Polarity Index: A Novel Bipolar Metric: Is it Clinically Useful?

Sir,

Polarity index (PI) is a recently developed metric for bipolar disorders that aims to guide clinicians in choosing optimal management strategy particularly for long-term maintenance treatment. PI is derived by dividing the number needed to treat (NNT) for the prevention of depressive episodes by the NNT for the prevention of manic episodes. Drugs with a PI superior to one have stronger anti-manic versus anti-depressant prophylactic properties, whereas those with PI inferior to one are more effective for preventing depressive episodes than the manic ones. Drugs with the PI of one may have a comparable anti-manic and anti-depressive potential.[1] A few examples of pharmacological agents with calculated PI include 12.09 for risperidone, 1.39 for lithium, 1.14 for quetiapine, and 0.40 for lamotrigine.[1] Similarly, PI for psychological interventions include 0.33-0.89 for cognitive-behavioral therapy and 0.73-0.78 for psychoeducation.[2]
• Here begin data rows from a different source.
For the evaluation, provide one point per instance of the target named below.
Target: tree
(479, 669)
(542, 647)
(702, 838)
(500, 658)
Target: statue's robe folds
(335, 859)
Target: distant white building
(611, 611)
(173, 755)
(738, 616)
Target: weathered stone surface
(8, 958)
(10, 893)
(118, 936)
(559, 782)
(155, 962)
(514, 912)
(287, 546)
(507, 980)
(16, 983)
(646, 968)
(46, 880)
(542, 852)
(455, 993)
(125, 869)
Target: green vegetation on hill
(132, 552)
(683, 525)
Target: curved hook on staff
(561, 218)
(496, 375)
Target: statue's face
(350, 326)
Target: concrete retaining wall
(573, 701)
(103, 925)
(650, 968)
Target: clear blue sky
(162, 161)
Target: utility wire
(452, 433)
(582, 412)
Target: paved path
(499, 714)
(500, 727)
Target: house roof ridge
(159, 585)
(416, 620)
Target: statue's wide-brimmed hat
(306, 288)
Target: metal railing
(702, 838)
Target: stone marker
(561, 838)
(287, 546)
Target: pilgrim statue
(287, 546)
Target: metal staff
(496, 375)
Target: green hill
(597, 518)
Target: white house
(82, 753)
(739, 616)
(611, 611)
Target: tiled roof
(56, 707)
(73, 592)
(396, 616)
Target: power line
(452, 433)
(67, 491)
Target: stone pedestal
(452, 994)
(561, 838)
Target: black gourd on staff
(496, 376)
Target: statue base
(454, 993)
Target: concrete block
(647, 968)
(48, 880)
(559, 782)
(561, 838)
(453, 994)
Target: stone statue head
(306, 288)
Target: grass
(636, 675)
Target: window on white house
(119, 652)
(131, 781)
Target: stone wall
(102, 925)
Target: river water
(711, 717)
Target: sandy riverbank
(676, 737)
The clinical utility of PI has been a matter of intense debate in the recent times. A recent study on a large sample of bipolar patients demonstrated the usefulness of PI in clinical decision-making. The study demonstrated that the treatment of patients with mania predominant polarity was oriented mostly toward mania prevention, as evidenced by higher PI, while treatment of depression predominant polarity patients was characterized by lower mean PI and hence directed toward preventing depression.[3] The ultimate motive of incorporating evidence-based medicine to clinical practice in psychiatry has also been lauded by several clinicians and researchers.
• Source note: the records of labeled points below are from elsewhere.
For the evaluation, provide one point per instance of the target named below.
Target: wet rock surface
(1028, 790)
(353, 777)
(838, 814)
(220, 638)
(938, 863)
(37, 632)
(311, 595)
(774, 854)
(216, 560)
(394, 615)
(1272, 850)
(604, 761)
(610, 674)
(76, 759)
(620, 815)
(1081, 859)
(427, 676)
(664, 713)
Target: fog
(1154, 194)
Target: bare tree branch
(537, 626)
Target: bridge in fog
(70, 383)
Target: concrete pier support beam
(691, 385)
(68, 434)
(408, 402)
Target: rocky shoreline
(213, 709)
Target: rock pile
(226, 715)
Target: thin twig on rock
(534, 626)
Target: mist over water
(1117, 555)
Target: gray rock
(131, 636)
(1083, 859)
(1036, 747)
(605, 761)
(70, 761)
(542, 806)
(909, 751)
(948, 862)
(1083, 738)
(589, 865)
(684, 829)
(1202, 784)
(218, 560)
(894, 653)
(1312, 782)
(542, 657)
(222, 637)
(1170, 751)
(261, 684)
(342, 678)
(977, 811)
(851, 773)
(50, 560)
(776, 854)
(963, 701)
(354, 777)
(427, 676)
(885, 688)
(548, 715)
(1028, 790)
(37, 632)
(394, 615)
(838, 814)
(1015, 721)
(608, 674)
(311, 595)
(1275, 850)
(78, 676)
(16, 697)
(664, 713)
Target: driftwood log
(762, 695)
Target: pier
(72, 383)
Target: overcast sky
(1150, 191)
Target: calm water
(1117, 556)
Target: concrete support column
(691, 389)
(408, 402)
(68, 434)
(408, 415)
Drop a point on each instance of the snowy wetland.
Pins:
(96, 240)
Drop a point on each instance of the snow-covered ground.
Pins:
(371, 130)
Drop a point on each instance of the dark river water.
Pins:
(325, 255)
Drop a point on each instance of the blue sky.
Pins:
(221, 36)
However, there are multiple arguments against usefulness of PI as a bipolar metric in clinical practice. Most importantly, summarizing the therapeutic response to medication for a complex heterogeneous entity like bipolar disorder can be potentially misleading. Furthermore, combining results of different trials in calculation of PI is likely to result in oversimplification. Multiple factors, including the polarity of the index episode, number of previous episodes, time since last episode, baseline severity of mood symptoms, dropout rates, treatment adherence characteristics and duration of prospective follow-up may influence the results of different trials and hence not accounting for the above confounders can result in poor validity in calculation of PI.[4] Hence, many authors are skeptical about the clinical utility of PI though it could be a potentially valuable construct. Future research is likely to provide more insight into this interesting debate and it need not be again emphasized that developing novel metrics that would aid psychiatric clinicians in their decision-making process is a step in the right direction.